Finding good stocks to buy is hard to do these days with many being overvalued and priced expensively. One way to find a value stock is by looking at its price-to-book-value multiple. Stocks trading at less than their book values could present a great opportunity for investors to buy into the company at a discount.
Although it may be tempting to assume that a stock trading below book value is a deal, investors should not take that as a given. After all, stocks that are in the most trouble will often be trading at the biggest discounts.
Below, I have listed three stocks that are trading below book value and have a lot of potential for future growth.
Teck Resources Ltd. (TSX:TECK.B)(NYSE:TECK) relies heavily on commodity prices, and that could be one reason why the stock is trading below book value. Currently, the shares trade at a price-to-book ratio of just 0.87. Teck Resources could be a great buy at a decent discount, especially considering in Q3 the company’s profits nearly tripled from a year ago.
Year to date, the stock’s price has increased more than 6%, and in the last six months it has risen 13%.
The one risk investors would be taking is the company’s dependence on commodity prices, specifically for steel-making coal. However, Teck Resources has taken advantage of a strong year by paying down its debt, which, at $6.1 billion, is nearly a 30% reduction from the $8.7 billion the company was carrying a year ago.
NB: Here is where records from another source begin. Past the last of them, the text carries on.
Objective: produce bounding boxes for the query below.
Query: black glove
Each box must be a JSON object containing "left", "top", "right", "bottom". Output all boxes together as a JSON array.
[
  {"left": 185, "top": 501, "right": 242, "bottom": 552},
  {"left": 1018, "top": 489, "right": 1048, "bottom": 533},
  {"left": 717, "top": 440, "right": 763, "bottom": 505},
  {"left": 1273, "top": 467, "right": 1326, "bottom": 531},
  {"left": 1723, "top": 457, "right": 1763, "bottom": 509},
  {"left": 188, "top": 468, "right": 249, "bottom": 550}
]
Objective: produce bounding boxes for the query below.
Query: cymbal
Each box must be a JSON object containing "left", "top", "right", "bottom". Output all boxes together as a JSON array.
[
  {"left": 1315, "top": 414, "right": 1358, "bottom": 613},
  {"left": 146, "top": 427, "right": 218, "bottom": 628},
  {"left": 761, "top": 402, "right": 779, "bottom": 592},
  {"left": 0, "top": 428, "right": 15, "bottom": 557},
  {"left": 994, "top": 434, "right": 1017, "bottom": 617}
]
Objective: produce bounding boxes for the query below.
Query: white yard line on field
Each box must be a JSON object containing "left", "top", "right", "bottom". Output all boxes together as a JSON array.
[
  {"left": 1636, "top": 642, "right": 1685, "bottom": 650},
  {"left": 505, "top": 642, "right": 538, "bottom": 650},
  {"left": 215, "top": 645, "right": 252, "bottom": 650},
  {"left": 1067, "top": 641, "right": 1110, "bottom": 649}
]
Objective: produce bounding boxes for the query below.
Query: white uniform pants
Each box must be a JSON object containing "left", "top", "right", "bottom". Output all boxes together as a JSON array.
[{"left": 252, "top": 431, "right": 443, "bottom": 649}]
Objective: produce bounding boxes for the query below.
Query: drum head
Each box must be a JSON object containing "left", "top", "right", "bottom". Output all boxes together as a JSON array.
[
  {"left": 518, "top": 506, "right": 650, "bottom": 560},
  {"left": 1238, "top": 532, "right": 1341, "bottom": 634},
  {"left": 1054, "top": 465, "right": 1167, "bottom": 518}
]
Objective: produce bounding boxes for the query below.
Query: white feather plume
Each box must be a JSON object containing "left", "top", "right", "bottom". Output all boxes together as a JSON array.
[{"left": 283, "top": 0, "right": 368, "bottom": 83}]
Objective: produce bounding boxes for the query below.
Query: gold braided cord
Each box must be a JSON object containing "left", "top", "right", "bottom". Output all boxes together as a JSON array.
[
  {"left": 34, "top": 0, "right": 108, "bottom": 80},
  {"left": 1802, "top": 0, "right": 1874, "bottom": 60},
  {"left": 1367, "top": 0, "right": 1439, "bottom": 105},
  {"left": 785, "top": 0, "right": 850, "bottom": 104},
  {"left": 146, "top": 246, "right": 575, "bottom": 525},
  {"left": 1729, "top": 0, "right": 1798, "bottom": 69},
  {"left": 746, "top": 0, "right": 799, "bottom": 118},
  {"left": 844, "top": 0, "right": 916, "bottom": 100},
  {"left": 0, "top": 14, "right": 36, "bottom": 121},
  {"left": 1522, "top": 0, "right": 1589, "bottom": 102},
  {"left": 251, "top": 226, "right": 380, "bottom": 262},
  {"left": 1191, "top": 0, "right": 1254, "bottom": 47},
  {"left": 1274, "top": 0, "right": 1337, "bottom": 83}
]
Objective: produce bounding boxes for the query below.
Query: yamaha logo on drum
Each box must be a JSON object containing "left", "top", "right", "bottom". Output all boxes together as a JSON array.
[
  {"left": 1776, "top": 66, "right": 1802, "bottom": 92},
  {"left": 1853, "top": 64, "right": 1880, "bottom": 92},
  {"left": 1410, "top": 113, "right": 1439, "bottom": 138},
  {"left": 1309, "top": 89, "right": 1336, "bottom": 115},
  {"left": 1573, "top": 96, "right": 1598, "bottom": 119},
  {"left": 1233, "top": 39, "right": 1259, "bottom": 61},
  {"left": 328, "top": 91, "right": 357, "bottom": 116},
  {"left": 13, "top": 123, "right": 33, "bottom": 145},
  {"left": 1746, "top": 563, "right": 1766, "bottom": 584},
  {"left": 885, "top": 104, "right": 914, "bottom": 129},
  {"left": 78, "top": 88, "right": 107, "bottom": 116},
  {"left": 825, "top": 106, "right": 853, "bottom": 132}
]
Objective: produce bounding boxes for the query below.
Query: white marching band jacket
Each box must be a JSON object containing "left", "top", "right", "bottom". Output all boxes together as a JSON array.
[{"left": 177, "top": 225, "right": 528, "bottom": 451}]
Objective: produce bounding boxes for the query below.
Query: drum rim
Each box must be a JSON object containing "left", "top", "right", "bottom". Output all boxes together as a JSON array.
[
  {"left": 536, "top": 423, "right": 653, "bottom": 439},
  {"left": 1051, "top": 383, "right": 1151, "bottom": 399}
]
Cenovus Energy Inc. (TSX:CVE)(NYSE:CVE) has seen its share price take a beating this year with the stock reaching a new all-time low. Even though Cenovus has seen its share price rise more than 30% in just the past three months, it is still trading well below book value with a price-to-book ratio of 0.78.
The stock has seen a lot of negativity this year, and it seems to have finally put that in the rear-view mirror with the share price seeing some momentum. As the price of oil continues to rise, Cenovus might have a lot more upside to its share price.
Although the company went into the negative in its most recent quarter, in the previous three Cenovus was well into the black. There’s certainly a lot to like about this stock, and there’s no reason to expect it shouldn’t continue climbing in price now that it seems to have finally gotten itself on the right course.
TransAlta Corporation (TSX:TA)(NYSE:TAC) trades at a big discount to its book value with a price-to-book ratio of just 0.64. The caveat for investors is that TransAlta normally does not trade much higher than its book value anyway. However, the stock is nowhere near its book value, and with year-to-date returns of just 1%, the share price could see a lot of upside.
The company hasn’t had a strong performance this year with two of the last three quarters finishing in the red and the most recent seeing sales decline 5% year over year. However, in each of the company’s last three fiscal years, it has been able to turn a profit, and in 2016 it saw sales grow by 6%.